The Ministry of Water and Sanitation in Malawi is championing a process to understand and find solutions to the country's three major barriers to the achievement of Sustainable Development Goal 6 so that the country can focus on interventions that directly address the challenges.
The three barriers, which include flawed coordination and regulatory framework, inadequate water investments and climate financing, and advocacy for strengthened leadership in the water sector, were identified through a multi-layered consultative process under the Global Water Leadership Program which is being implemented in Malawi by the Global Water Partnership and UNICEF.
From November 23 to 24, the Ministry convened three task forces that are each working on one of the barriers with the aim of kickstarting the process of in-depth analysis of the root causes of the barriers and proposal of solutions.
Officially opening the taskforce workshop on Wednesday, November 23, in Lilongwe, Principal Secretary in the Ministry of Water and Sanitation Mr. Elias Chimlambe urged stakeholders not to be comfortable with the strides the country has made on access to water and sanitation, stating that disasters have the potential of reversing those gains.
Journalists interview PS Chimlambe on his efforts to meet SDG 6 targets
A 2022 assessment done by the National Planning Commission shows that Malawi is on track to meet the 2030 targets related to water and sanitation with 87.9 percent of the population having access to improved sources of drinking water.
"The SDG progress report however warns that tropical cyclones Ana and Gombe earlier this year have the potential to reverse the gains made on some SDGs including Goal 6 on water and sanitation. It has already been established that water-related climate shock impacts heavily on the WASH sector. For instance, the World Bank estimates that Cyclone Idai in 2019 destroyed WASH infrastructure worth US$3.8 million. It is therefore important that we take this process seriously and ensure that as a country we develop strategies that are inclusive and climate resilient," explained Mr. Chimlambe.
The task forces have until October 2023 to develop strategies to address the three barriers. The strategies will then be a guide for the intervention that the Malawi government and stakeholders in the water and sanitation sector will be implementing.

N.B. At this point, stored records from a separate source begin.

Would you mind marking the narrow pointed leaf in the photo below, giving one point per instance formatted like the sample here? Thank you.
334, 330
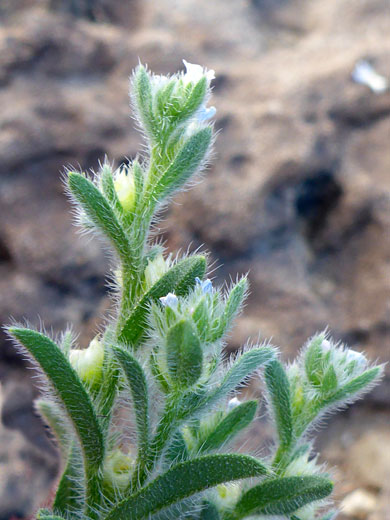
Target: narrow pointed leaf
48, 516
101, 214
184, 354
186, 479
177, 451
278, 388
232, 307
187, 161
313, 360
209, 512
193, 402
69, 494
142, 95
54, 418
136, 380
358, 385
193, 103
109, 191
282, 496
68, 388
180, 279
240, 417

Global Water Leadership Malawi Coordinator, Deborah Muheka expressed satisfaction at the depth of the discussions by the three taskforces, stating that it is a good start to the year long process of identifying practical strategies that would address the challenges the sector is facing.

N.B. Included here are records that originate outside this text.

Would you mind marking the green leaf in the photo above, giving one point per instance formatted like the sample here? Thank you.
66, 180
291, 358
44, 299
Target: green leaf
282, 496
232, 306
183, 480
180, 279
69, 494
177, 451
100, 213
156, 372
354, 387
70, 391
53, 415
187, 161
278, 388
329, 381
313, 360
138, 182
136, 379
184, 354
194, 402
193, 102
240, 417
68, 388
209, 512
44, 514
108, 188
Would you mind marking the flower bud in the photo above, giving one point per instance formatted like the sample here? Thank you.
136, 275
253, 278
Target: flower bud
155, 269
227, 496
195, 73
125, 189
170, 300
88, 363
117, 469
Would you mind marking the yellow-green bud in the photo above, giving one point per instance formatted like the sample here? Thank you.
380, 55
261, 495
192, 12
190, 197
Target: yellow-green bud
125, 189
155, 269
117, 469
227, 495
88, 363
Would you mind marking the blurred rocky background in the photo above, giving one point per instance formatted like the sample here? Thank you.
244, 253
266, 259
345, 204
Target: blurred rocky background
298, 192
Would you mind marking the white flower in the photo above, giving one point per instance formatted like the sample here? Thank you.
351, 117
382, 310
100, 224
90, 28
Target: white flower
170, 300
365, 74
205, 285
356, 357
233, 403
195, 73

"This process speaks to recommendations that the 2022 State of the World's Drinking Water report by WHO, UNICEF and the World Bank that advises governments to make reforms around coordination and regulation; and improve on funding and financing of water and sanitation projects. Through the GWL Programme, we will support government carry out holistic and thorough process that would help the country understand the main causes of the challenges, identify gaps and solutions so that the country meets SGD targets on water and sanitation," explained Mrs. Muheka.
Journalists interview GWL Malawi Coordinator Deborah Muheka on GWP's support to Malawi's Ministry of Water and Sanitation
Composition of the task forces is varied with members coming from civil society, government agencies, parastatals, and the private sector, among others.

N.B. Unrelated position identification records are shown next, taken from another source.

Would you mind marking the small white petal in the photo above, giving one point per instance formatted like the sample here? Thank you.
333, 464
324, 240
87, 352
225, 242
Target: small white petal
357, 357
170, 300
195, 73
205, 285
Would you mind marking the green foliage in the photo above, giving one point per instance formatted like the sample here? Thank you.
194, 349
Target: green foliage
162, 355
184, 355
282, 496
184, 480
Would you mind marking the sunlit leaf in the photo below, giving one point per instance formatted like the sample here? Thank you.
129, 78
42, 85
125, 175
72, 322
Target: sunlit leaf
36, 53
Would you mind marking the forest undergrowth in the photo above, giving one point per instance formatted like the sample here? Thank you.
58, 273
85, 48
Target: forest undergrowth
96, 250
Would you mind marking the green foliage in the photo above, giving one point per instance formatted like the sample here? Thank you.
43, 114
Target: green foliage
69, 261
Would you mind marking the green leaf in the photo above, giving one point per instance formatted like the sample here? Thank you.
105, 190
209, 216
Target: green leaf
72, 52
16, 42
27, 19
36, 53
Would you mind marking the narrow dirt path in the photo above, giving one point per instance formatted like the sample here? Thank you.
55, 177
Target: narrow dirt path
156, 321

The GWL Program aims to get poor and vulnerable people in low- and middle-income countries to use resilient, safely managed WASH services resulting in improved resilience, health, and well-being for poor and vulnerable people. Apart from Malawi, the program is also being implemented in 9 other countries including Tanzania, Madagascar, Rwanda, Uganda, Central African Republic, Chad, Bangladesh, Nepal, and the State of Palestine.